Brockhurst was born in Birmingham where, in 1901, he was registered at the Birmingham School of Art. He won a place at the Royal Academy Schools in 1907. At the Academy, among other awards, he won the gold medal and travelling scholarship which enabled him to visit Paris and Italy where he became enthralled by the art of fifteenth-century Italian painters, specifically the work of Piero della Francesca. Their influence was to be central to the evolution of his own artistic development. On 5 December 1911, in Chelsea, he married his first wife, Anaïs Folin whose distinctive features provided the inspiration for many of his early portraits. During the 1920s Brockhurst established himself first as a printmaker of outstanding virtuosity and second as one of the most original and successful portrait painters of his generation. Brockhurst produced a sequence of eerily unsettling images of the greatest icons of the decade including the Duchess of Windsor, Merle Oberon and J. Paul Getty.

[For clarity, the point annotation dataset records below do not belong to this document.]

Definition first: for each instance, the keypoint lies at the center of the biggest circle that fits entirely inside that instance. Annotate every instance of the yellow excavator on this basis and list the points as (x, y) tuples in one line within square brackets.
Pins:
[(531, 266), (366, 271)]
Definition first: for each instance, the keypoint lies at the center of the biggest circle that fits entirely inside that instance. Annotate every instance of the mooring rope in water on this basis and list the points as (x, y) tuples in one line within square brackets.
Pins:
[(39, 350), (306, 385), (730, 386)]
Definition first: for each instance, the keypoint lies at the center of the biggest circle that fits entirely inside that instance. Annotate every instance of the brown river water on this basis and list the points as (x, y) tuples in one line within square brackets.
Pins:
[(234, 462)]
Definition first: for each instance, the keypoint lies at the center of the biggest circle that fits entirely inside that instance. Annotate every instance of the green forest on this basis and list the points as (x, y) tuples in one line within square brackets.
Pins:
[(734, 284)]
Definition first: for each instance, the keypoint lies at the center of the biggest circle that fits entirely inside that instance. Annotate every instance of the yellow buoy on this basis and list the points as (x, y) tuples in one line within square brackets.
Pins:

This intensely worked drawing of Anaïs and her sister was made in preparation for an etching published in 1923. Brockhurst’s sheet shows him carefully building up the composition, deliberately densely drawing areas such as Anaïs’s hair and the concentrated expression of her sister, leaving other areas, such as the table and contents of the room only lightly suggested. These decisions are reflected and developed in the finished etching where, for example, the blank table of the drawing is cast into gradated shadow in the finished print. Brockhurst’s feathery touch and minutely layered hatching point to the enduring impact of studying fifteenth-century Italian art, in the present sheet the graphite is handled with the dexterity of metal point. This drawing belonged to the most considerable collectors of Brockhurst’s works in the late twentieth century,  Alan and Helene Fortunoff.